Creator: Walt Whitman [unsigned in original]

Date: April 19, 1862

Whitman Archive ID: per.00234

Source: Brooklyn Standard 19 April 1862: [1]. Our transcription is based on a digital image of an original issue held in the Charles E. Feinberg Collection of the Papers of Walt Whitman, 1839–1919, Library of Congress, Washington, D.C. Gaps from damage to the original have been supplied by consulting Emory Holloway, ed. The Uncollected Poetry and Prose of Walt Whitman, 2 vols. New York: Doubleday, 1921. pp. 296–300. For a description of the editorial rationale behind our treatment of the journalism, see our statement of editorial policy.

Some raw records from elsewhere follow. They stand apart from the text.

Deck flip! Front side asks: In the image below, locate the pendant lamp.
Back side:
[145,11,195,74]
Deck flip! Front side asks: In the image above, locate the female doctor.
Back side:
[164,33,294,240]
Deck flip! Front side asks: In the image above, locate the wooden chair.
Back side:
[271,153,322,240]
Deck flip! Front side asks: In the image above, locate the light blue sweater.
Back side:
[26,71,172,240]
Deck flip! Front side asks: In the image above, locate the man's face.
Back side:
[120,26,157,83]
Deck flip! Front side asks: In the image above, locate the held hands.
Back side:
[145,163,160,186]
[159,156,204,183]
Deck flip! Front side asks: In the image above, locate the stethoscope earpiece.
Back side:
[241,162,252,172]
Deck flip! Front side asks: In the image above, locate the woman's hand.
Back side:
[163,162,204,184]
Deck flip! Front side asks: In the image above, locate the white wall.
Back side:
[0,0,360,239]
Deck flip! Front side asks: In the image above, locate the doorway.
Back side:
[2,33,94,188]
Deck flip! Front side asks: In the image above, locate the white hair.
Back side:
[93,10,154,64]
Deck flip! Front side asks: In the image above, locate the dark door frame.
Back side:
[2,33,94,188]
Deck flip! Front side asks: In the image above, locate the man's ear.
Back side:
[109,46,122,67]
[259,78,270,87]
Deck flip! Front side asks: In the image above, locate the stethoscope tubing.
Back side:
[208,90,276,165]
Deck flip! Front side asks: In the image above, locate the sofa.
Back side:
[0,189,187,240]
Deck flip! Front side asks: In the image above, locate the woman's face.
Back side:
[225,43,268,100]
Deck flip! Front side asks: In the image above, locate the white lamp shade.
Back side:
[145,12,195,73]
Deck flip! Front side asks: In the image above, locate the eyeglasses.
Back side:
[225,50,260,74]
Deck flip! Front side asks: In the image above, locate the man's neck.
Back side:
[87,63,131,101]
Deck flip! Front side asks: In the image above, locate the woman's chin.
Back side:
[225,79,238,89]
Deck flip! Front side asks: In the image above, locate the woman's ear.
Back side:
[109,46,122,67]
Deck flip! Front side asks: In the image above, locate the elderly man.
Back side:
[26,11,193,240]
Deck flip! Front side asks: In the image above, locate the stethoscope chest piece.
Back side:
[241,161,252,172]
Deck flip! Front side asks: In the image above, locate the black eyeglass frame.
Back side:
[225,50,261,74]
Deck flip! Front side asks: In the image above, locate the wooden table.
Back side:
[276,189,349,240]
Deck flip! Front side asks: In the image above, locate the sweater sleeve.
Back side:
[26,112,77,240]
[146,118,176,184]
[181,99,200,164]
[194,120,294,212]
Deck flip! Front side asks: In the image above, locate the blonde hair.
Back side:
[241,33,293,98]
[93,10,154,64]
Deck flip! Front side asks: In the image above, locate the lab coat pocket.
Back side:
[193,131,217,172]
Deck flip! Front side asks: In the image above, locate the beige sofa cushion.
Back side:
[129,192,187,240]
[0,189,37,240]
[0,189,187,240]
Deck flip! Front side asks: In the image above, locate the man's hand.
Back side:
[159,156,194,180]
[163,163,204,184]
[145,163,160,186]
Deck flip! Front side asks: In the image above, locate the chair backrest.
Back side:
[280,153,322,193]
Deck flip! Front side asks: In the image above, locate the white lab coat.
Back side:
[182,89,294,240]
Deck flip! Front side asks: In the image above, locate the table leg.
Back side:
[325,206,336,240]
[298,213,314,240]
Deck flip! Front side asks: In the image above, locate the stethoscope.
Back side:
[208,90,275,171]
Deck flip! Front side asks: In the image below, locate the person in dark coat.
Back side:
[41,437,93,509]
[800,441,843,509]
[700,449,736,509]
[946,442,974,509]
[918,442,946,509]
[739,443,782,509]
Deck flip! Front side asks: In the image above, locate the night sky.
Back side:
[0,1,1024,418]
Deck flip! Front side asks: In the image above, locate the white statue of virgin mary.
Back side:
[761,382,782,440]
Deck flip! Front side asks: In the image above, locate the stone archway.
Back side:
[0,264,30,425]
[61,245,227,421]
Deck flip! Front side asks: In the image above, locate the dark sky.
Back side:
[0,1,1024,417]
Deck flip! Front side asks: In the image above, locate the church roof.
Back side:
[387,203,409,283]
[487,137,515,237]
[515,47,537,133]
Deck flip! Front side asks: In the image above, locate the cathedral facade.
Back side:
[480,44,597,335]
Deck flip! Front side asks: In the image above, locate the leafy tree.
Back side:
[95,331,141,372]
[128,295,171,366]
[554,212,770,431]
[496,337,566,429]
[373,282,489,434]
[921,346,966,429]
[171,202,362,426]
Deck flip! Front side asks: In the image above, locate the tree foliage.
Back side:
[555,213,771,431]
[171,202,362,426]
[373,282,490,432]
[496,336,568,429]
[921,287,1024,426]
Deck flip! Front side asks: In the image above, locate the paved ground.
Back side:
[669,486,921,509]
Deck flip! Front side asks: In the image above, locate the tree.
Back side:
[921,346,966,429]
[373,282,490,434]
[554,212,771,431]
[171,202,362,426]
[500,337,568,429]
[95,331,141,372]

Editorial note: This piece is unsigned. However, Emory Holloway identified Whitman as the author of the "Brooklyniana" series, first in an article in the New York Times Magazine (September 17, 1916) and then in The Uncollected Poetry and Prose of Walt Whitman (Garden City, NY: Doubleday, Page & Co., 1921), 2:222–321. Holloway's rationale for attribution of the series to Whitman can be found in Uncollected Poetry and Prose, 222 n1. Scholars have continued to support Holloway's claim. The Whitman Archive editors agree that the style and content of the piece are consistent with other known Whitman writings of this period.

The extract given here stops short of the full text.